I want to find the volume remaining (the smaller volume) after the plane $P: x+y+z = 1$ cuts the sphere $S: x^{2} + y^{2} + z^{2} = 1$. I found that the problem could be solved by finding a plane (or line) perpendicular to the plane P, then treating the remaining volume as if it were the cap of a sphere (say when a plane $z = 1/2$ cuts the sphere giving a spherical cap), using as the "height" the distance between the sphere and the plane P (along that perpendicular plane).
However, I tried to solve the problem without using this fact by trying to use triple integrals (both in cylindrical and spherical coordinates). In cylindrical coordinates, I had that (I split up the integral into 4 different regions, the "bigger part" in the first octant and the three other smaller parts in the other octants).
For the first integral, we would have that the projection in the xy plane is the line $x+y=1$ and the circle $x^{2} + y^{2} + 1$:
$V = \displaystyle\int_0^{(\pi/2)} \displaystyle\int_{\frac {1}{\cos\theta + \sin\theta}}^1 \displaystyle\int_{1-r\cos\theta – r\sin\theta}^{\sqrt{1-r^{2}}} \! r \, \mathrm{d}z\mathrm{d}r\mathrm{d}\theta$
And then, for the "smaller volume" integral, the projection would be the same but in this case it is between the plane $ z = 0$ and the plane $x+y+z=1$. I assumed that due to symmetry, the volume of the smaller pieces would be equal (thus multiplying by 3):
$V = \displaystyle\int_0^{(\pi/2)} \displaystyle\int_{\frac {1}{\cos\theta + \sin\theta}}^1 \displaystyle\int_{1-r\cos\theta – r\sin\theta}^{0} \! r \, \mathrm{d}z\mathrm{d}r\mathrm{d}\theta$
However, I am not getting the correct answer, which should be:
$V = \pi(\displaystyle\frac{2}{3} – \displaystyle\frac{8}{9\sqrt{3}}) \approx 0.482$
Could someone give me a hint on how to set up the correct integral or as well explaining why the method I used is incorrect?
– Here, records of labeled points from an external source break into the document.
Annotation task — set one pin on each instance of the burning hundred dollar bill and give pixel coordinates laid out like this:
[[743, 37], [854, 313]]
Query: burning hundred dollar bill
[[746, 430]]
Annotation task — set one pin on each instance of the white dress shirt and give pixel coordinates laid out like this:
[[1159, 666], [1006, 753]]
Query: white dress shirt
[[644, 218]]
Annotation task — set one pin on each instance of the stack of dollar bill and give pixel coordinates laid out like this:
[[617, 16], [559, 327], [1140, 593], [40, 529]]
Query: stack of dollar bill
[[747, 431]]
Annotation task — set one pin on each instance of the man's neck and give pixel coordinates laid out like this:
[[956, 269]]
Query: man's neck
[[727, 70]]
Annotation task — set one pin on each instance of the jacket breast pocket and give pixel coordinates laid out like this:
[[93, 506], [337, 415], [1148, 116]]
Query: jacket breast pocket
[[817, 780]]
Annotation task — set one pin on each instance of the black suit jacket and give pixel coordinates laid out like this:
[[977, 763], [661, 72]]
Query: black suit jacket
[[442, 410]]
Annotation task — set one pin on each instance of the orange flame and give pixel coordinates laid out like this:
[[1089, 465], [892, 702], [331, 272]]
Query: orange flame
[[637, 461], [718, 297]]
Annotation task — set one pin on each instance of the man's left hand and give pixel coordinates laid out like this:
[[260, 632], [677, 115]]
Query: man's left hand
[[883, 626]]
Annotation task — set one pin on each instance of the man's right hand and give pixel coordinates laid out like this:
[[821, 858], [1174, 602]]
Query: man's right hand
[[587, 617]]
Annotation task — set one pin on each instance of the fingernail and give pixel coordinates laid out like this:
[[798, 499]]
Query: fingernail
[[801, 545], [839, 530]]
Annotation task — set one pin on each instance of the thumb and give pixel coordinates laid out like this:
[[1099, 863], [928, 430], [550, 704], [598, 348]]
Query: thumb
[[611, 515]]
I am sorry for the long post, but this problem has been troubling my mind for around a week and I cannot get it off my head.
Edit: I finally figured out how to set up the integral for the "larger volume" part. It seems that cross-sections must be constant when dealing with the triple integral. The volume will be:
$V = V = \displaystyle\int_0^1 \displaystyle\int_0^{1-x} \displaystyle\int_{1-x-y}^{{(1-x^2-y^2)}^{1/2}} \! 1 \, \mathrm{d}z\mathrm{d}y\mathrm{d}x + \displaystyle\int_0^1 \displaystyle\int_{1-x}^{{(1-x)}^{1/2}} \displaystyle\int_{0}^{{(1-x^2-y^2)}^{1/2}} \! 1 \, \mathrm{d}z\mathrm{d}y\mathrm{d}x = \displaystyle\frac{\pi}{6} – \displaystyle\frac{1}{6}$
I'm still wondering how to set up the integral for the "smaller parts" though. Thanks for everything thus far.
Best Answer
I recommend that you rotate your sphere so that the plane is perpendicular to the $z$ axis. The domain of integration then becomes quite natural in cylindrical coordinates and the resulting integral is quite manageable.
Since you asked for a hint, I'll leave it at that for the time being but could edit this answer to include a solution later.